Some patients who were in a more advanced condition never left Loggerheads, though we never knew about it. When these unfortunate people were identified they were quietly removed from the general wards and isolated. Some might have spent some time in the Peter Edwards Block, where difficult cases were treated, though there may have been another facility which we never knew about. I got to know about the Peter Edwards facility because I visited it towards the end of my time at Loggerheads. When I was much better and more mobile I was sometimes given the job of delivering books to the different wards; not the women’s wards of course. Pushing a trolley from the library I would make my way to the different wards including Peter Edwards, and offer books to the patients who had nothing to do but rest and try and amuse themselves. This was how I got to know about some of the more serious cases, which included tuberculosis of other parts of the anatomy other than the lungs. A memory that will stay with me forever is the sounds I heard during one of my visits cries of agony and pain that made my blood run cold. Such an experience cannot be ignored and I had to find out what was happening, which I did when I came across a nurse, who told me that there was a teenage boy who had his own room because of the serious nature of his illness. He was suffering from tubercular meningitis, which required injections of medication into his spine, a process called a lumbar punch. A special syringe was used which was spring loaded, pressure would be applied which would result in the needle springing forward between the vertebrae, so that the medication could be injected. This was a painful procedure the nurse told me, which was exacerbated by the inflamed condition of the poor lads spine. I have never forgotten that moment and my heart still cries out for the unfortunate sufferer, today we would hope such unfortunate patients would not have had to suffer such agony. Life may have been unfair to me, but what I had to endure was nothing in comparison to the sufferings of others.

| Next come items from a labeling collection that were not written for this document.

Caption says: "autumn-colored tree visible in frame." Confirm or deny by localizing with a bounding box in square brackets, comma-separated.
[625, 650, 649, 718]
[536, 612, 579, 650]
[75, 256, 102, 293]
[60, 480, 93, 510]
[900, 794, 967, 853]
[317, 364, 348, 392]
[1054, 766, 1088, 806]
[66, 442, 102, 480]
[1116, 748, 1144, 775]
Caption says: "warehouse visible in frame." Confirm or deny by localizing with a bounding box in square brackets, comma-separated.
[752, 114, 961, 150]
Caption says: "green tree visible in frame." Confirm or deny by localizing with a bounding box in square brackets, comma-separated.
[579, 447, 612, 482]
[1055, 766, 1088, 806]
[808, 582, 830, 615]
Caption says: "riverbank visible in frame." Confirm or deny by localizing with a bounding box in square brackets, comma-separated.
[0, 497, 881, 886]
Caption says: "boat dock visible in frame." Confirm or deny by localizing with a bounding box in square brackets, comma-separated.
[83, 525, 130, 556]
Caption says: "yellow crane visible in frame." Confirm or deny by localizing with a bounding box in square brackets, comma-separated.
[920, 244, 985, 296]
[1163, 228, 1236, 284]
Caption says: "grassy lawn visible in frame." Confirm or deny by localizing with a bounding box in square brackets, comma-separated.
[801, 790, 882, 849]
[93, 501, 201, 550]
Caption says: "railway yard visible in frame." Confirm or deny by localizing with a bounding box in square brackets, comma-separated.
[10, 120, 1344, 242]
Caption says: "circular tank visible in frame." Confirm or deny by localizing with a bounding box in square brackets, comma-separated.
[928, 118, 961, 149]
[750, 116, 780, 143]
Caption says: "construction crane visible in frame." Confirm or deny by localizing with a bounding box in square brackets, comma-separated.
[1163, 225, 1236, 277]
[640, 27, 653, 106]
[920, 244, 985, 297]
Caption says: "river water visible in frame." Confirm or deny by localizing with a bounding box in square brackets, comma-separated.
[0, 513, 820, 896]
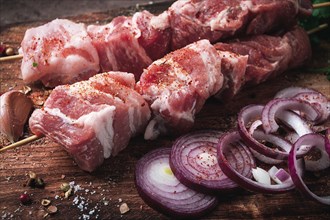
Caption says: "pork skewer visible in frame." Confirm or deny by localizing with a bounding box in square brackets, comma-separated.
[0, 0, 312, 87]
[0, 25, 310, 171]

Most of the inmates of this hidden world so near to yet so far from the normal world, it was hoped that they would eventually be returned to their former lives, but they did not know it at the time. When released from this captivity they were described as cured, and certainly they had been saved from death, but hardly returned to normal health. Even so, a return to the outside world was what we all wanted more than anything, something that we would achieve only when the signs were right. The signs we looked for and hoped for were to be found in the sputum from our chests, a sample of which we provided at intervals, depending on the individual circumstances and the treatment we were receiving. No sentence of a court or decision from any sort of test was awaited with such anxiety, as were the results we received from our sputum samples. The outcome was literally a matter of life or death, which made the wait seem endless. The sample was stained with dye which revealed the presence of the deadly bacteria, a test that took only a few days, but that was not the end of it. If the sample was free of any infection, it then had to be put in an incubator for several weeks to see whether undeveloped bacteria would appear. The tubercular germ was a hard one to kill; it even had a type of waxy coat which protected it from attack, no wonder it was such a virulent infection.